In my work with the Liberty Alliance, I'm the editor for several documents in the upcoming Advanced Client specification set. We use subversion as our source code revision control system.
Recently, when I was working on a new draft of the specs and committing a set of files that included a number of Visio drawings and the equivalent Encapsulated Postscript file images, I ran into problems. After all the files were uploaded during the commit, which failed with the error message:
svn: File "xxx.vsd" has inconsistent newlines svn: Inconsistent line ending style
A quick look at the file and I saw that the files had the typical windows line terminator CRLF rather than the UNIX typical LF. So I hand edited the file removing the CRs and tried the commit again. The same thing happened just with the next file in the list. So clearly this was going to go on for each file. So I did what any other UNIX weenie would do -- entered a one line shell script for loop on the command line using tr to delete the CRs in each file.
This got me past the problem and the commit succeeded. However, I was not totally satisfied as I wasn't sure that if they could be edited in Visio with these changes. So I dug a bit deeper into the problem looking into Subversion.

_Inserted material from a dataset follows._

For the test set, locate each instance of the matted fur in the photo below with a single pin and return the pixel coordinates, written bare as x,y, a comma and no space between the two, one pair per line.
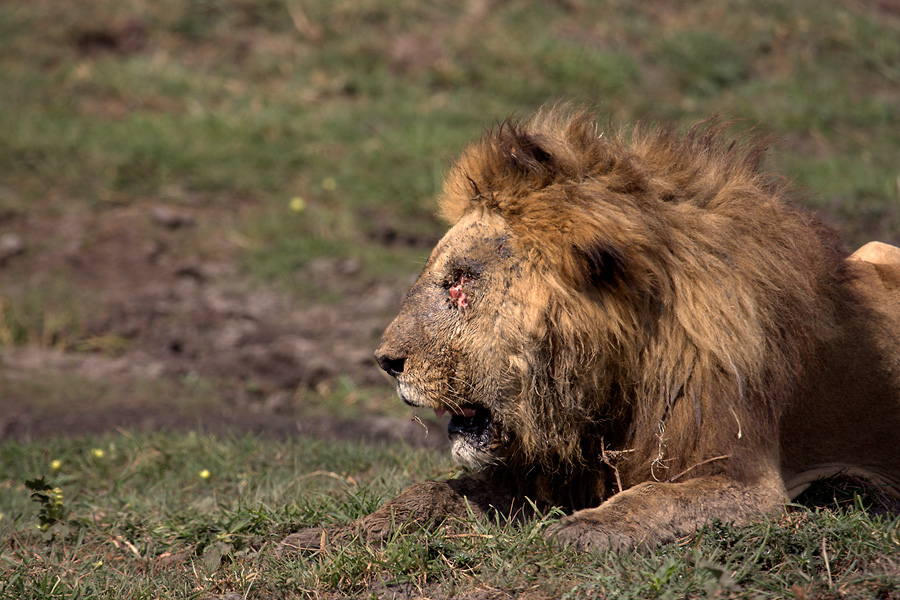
713,294
640,328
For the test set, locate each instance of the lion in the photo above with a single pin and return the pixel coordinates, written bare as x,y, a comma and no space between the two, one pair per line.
642,329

It turned out that subversion has attributes on files, one of which is "svn:eol-style". In this case, the files I was working with had gotten this attribute set to "native" which on the UNIX system I was on would be "LF". Not good for a file from Visio. I thought about changing the svn:eol-style to CRLF which would get around my specific problem at this time (until Visio changed their file format), but the better solution ended up being to just delete this attribute on the file with the following command:
svn propdel svn:eol-style *.vsd *.eps
Then I copied in the files from my Windows partition (where they still had the CRLFs) and committed the files without a problem.
Tags : subversion / visio
2 comments:
Thanks for helpfull post. Just faced with this problem too.
Very helpful, thank you.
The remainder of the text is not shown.